Ad time was purchased on NTV and immediately after the above-mentioned exposes on Itogi, an advert for aluminum ran, showing a roast goose wrapped in aluminum foil.

Anton Malevsky was no angel. Angels don't become the heads of criminal gangs. But it is inaccurate to portray bandits in Russia in 1991 as banal parasites. It was a time when ships loaded with steel simply went missing from ports, aluminum was paid for by fake letters of advice and consignments could only make it from one end of the country to the other under armed escort.

A civil war for property raged, and wars for private property don't happen without private armies. Bandits were the pillars not of a market but a feudal system, satisfying businessmen's demand for hit men and the needs of the very same businessmen for security.
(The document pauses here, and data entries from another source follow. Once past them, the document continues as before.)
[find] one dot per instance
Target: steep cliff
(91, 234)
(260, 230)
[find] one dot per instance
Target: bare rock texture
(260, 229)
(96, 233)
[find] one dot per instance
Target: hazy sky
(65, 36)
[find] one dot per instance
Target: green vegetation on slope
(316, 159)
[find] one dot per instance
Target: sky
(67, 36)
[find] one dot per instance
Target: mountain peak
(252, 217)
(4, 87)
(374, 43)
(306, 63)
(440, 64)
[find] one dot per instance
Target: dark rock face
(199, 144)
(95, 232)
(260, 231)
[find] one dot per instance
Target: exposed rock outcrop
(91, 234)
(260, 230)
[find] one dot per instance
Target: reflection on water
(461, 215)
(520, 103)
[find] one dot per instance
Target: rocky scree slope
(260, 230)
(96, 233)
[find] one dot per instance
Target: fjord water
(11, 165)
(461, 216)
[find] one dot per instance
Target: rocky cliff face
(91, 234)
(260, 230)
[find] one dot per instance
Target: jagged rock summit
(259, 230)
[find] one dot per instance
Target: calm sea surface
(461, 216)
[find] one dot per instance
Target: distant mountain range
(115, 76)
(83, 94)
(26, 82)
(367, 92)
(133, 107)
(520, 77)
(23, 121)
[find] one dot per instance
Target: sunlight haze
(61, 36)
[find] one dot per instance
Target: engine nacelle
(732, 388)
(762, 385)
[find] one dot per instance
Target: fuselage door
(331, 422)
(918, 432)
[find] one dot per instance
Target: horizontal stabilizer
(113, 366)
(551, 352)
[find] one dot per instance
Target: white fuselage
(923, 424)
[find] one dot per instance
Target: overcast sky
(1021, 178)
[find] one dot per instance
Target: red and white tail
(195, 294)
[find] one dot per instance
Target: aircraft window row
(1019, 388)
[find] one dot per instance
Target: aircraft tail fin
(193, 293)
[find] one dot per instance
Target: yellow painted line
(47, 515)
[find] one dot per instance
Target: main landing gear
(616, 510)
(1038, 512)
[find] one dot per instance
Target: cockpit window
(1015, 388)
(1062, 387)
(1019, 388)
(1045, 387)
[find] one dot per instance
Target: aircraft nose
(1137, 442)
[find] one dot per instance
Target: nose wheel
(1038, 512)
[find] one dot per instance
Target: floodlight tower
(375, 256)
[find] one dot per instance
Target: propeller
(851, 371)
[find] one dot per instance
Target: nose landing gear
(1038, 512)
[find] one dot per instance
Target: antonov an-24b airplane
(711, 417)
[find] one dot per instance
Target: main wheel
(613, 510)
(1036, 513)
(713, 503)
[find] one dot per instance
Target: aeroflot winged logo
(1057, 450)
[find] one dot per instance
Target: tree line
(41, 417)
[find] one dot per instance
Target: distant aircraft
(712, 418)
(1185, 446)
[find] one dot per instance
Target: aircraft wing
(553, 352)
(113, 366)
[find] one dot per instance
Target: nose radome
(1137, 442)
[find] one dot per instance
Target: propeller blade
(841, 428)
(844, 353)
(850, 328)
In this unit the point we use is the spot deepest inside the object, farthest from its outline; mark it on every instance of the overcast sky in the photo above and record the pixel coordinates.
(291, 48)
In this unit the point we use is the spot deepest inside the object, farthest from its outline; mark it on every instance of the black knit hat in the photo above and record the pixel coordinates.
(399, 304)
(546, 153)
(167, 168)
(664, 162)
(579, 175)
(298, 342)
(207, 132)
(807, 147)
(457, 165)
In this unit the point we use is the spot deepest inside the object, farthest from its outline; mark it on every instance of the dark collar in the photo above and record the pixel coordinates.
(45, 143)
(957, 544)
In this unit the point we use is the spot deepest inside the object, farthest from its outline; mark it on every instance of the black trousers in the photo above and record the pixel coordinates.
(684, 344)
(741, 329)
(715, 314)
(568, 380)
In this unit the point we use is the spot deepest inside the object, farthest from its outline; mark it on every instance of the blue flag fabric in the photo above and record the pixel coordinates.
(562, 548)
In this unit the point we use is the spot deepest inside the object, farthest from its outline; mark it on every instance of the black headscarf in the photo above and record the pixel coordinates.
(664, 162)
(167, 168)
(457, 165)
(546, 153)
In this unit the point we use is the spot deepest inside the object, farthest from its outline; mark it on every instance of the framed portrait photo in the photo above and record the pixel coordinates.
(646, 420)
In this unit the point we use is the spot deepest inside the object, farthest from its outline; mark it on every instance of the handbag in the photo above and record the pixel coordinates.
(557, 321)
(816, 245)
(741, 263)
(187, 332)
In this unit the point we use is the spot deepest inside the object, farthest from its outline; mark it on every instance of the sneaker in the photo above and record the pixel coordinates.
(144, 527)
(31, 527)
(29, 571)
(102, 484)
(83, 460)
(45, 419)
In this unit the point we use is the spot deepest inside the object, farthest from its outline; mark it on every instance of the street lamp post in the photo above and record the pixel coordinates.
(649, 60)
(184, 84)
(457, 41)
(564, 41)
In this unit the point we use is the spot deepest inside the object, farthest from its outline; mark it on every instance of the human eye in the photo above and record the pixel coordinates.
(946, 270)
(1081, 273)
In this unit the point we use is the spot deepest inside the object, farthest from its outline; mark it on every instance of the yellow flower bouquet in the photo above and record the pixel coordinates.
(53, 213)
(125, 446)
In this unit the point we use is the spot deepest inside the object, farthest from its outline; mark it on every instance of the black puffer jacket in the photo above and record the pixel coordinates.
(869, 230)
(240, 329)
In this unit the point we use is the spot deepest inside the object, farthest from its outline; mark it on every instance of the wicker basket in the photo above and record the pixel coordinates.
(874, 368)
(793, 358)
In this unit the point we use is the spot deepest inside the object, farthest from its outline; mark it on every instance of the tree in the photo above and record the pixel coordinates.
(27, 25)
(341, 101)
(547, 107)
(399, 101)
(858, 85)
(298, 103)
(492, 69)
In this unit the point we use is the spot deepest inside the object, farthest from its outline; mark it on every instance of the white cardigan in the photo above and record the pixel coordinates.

The times when boats disappeared from ports may be long gone, but the Russian metals sector continues to live according to its own code. It needed a person capable of guaranteeing -- by any means -- the honoring of agreements, which, while they may have been illegal were in keeping with the business customs of the sector. Malevsky was such a man. Only thanks to the fear he inspired did the majority of oligarchs, who got their start under the wing of TWG and who now operate independently, manage to avoid getting locked into a civil war with one another.

The sun is setting on this era. As before, Russia lives by informal codes, however increasingly the Kremlin takes on the role of enforcer.

Malevsky's friends would often scold him for his love of parachuting.

"If I fall then I'll die like a man. Not in bed and not from an enemy's bullet," he would reply.

Perhaps he died at the right time.

Yulia Latynina is a journalist with ORT.